「月9」魔女の香水 R41さんの映画レビュー(感想・評価)
月9
よくありがちな型ではあるが、物語として十分に楽しめる作品
主人公若林エマの人生の転機と困難を乗り越えて成功を掴むという主軸
その手助けを担った魔女さんと呼ばれる香水屋の店主やよいと彼女の過去
香水屋に出入りするチャラい若者
そこに会社のアップダウンと恋を絡ませ主軸を盛り上げている。
少し俯瞰するとこの作品は、今では影をひそめてしまった「月9」とか言われたドラマを映画化したのかなと思う。
作られなくなったドラマを映画にしたのがこの作品なのかもしれない。
ドラマにありがちなお笑い要素を入れれば、まさに「月9」になる。
逆に、お笑い要素、息抜き場面がないことで主人公役の演技力がどうしても気になってしまう。
さて、
冒頭、「何事も楽しむ」というような言葉で、香水の1番から9番まで花言葉ならぬ香水言葉が登場する。
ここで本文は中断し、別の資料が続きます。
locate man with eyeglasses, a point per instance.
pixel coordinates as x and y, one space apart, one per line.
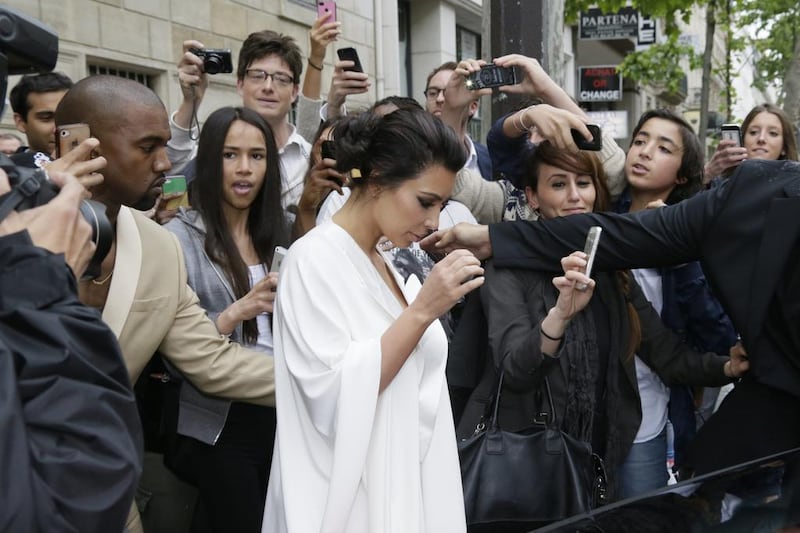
268 80
479 159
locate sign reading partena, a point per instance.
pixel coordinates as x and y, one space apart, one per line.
624 24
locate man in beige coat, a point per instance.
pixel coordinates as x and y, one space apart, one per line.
141 289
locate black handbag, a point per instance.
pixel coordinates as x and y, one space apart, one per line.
526 478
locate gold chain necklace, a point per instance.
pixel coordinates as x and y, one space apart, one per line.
103 281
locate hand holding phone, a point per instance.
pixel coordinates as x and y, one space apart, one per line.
590 249
350 54
595 145
491 75
175 186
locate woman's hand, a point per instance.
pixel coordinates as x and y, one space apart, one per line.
727 155
571 299
322 179
322 33
259 300
451 279
738 364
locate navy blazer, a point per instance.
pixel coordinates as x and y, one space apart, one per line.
745 233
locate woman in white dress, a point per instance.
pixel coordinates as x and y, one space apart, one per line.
365 439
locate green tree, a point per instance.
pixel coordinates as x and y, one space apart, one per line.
660 64
775 37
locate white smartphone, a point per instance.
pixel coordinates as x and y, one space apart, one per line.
590 249
732 132
277 258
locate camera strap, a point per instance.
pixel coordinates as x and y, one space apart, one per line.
29 187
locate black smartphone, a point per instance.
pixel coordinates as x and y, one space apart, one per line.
595 145
327 150
732 132
590 249
492 76
350 54
69 136
277 258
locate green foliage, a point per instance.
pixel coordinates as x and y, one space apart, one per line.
774 30
660 64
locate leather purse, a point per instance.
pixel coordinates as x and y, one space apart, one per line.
526 478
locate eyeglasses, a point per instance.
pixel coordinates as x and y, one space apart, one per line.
260 76
432 93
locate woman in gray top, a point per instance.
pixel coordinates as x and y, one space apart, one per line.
228 237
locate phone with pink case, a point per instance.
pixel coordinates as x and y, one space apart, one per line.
327 8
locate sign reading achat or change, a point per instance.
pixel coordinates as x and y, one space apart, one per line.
627 23
599 84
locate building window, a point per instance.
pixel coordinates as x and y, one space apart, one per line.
468 44
404 45
145 79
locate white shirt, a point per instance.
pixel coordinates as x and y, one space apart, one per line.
294 156
652 391
348 458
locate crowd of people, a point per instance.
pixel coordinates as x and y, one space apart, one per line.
329 394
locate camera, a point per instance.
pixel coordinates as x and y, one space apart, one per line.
214 60
492 76
31 188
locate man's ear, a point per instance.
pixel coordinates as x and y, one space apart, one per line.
20 123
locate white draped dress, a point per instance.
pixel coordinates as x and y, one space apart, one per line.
348 459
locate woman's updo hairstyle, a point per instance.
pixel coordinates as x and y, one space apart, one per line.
388 150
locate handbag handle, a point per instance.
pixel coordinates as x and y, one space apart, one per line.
495 422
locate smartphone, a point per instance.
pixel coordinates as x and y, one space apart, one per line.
595 145
175 184
732 132
69 136
492 76
350 54
327 9
277 258
327 150
590 249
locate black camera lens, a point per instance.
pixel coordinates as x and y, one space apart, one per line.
213 64
38 190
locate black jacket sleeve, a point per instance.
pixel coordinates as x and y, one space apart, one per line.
649 238
70 437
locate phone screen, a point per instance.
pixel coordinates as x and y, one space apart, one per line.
175 185
732 132
350 54
326 9
595 145
277 258
590 249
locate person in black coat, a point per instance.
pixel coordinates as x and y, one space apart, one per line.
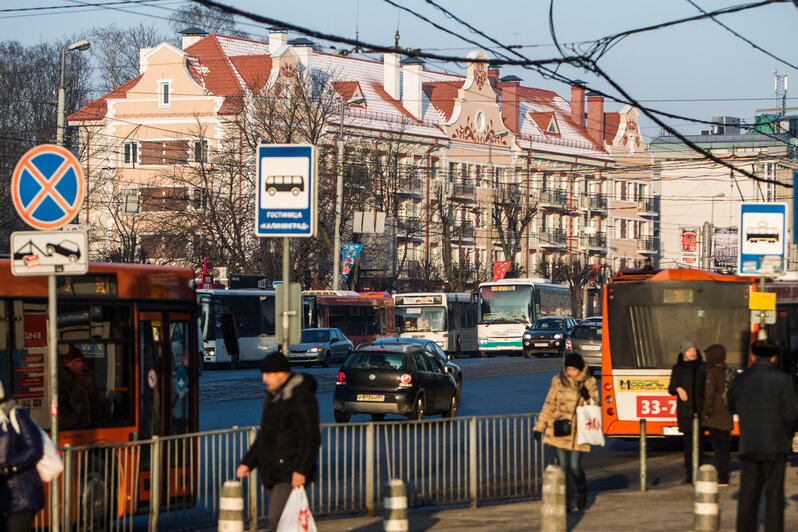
21 448
288 442
687 383
764 399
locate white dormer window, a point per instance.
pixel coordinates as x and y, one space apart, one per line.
164 94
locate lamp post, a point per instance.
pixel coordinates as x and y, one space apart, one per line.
80 46
489 246
339 193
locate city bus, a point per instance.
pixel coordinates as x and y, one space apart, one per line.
507 307
125 372
647 315
237 326
362 317
450 320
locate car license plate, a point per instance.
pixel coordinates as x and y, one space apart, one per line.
370 397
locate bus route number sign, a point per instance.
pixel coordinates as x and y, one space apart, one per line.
656 406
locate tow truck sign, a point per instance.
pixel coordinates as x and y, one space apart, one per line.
762 238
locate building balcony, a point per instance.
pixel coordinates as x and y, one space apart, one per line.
554 199
553 238
648 206
647 245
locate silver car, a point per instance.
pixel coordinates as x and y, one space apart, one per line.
586 341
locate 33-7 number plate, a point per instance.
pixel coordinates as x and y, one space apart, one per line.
654 406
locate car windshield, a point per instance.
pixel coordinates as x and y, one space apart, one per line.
311 335
367 360
549 324
587 332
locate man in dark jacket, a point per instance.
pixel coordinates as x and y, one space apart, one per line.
717 418
764 399
288 442
687 383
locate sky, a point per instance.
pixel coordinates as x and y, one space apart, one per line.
697 69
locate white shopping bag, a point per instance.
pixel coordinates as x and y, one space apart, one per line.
296 514
588 425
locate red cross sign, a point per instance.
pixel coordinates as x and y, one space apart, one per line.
47 187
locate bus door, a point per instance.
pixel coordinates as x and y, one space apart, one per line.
167 401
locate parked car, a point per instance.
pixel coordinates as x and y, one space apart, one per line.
434 350
585 340
399 378
323 345
547 335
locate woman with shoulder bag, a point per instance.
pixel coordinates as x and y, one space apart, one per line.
557 421
21 448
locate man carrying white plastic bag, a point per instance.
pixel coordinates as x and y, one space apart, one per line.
288 442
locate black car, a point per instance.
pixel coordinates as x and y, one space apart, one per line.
434 350
547 335
394 379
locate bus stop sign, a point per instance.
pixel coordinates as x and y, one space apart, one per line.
286 195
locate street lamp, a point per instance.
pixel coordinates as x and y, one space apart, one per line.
339 192
80 46
489 246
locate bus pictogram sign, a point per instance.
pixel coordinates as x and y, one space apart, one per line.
47 187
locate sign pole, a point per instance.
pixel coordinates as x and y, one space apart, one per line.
52 368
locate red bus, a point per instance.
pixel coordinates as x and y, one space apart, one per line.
126 335
647 315
361 316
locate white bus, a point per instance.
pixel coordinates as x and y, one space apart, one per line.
450 320
236 325
508 307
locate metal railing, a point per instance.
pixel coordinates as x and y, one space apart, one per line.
174 482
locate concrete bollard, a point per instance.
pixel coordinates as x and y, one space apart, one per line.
552 514
395 505
231 507
707 517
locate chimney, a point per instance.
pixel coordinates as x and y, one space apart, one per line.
278 37
192 35
595 117
578 103
509 102
411 85
391 74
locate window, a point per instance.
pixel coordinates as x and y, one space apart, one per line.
201 151
130 153
163 94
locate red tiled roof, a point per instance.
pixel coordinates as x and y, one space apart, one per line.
254 69
97 109
442 95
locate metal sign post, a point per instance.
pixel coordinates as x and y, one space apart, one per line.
47 191
286 205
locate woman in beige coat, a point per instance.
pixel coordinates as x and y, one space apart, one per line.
569 389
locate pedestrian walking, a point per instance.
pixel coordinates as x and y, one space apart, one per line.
287 445
570 388
764 399
716 416
687 382
21 448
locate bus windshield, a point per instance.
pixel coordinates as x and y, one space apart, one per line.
505 304
648 321
421 319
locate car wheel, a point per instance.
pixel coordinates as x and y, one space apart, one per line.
418 413
452 411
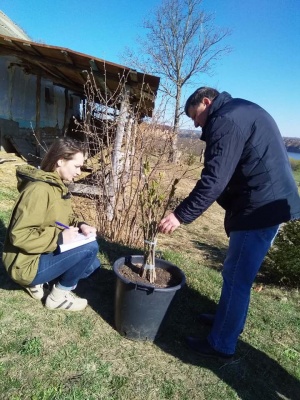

そして魔女は言う「世の中にある似て非なるもの」「可能性と欲望」
この言葉はなかなか興味深い。
そして泣き言をいう若林に対し「価値なんて付けられるよりつける立場になりなさい」という言葉もよかった。
何より香水というものの考え方を視聴者の提示している点は素晴らしかった。
香りが記憶を呼び覚まし、ストーリーとなるのはロマンがある。
物語は、
若林の派遣切りから始まり、やよいとの出会いで人生の岐路を成功へと導かれる姿が描かれている。
そこに挟み込まれるのが恋
そして会社 上司
対局として、昔でいうところの高級クラブの女性と彼女を指名する客の人生
ここに仕掛けた「可能性と欲望」 その行き着くところ。
物語を多角的に提示する方法もいいと思う。
そうして再度歩き始めた若林だったが、また派遣切りされる。
「面白くなってきたじゃない」
このやよいの言葉は、この作品の中で最もよかった。
まさに人生の岐路 ピンチとチャンスは同時に訪れる。
若林の心の奥底に眠っていた「夢」 それこそが可能性
やがてやよいの未完のままのプリエールNo,9の残り1%の材料がわかる。
同時にやよいの過去も解決する。
若林の会社の業績アップはまさに「月9」
様々な場所に伏線が仕込んであり、なかなか面白い物語だった。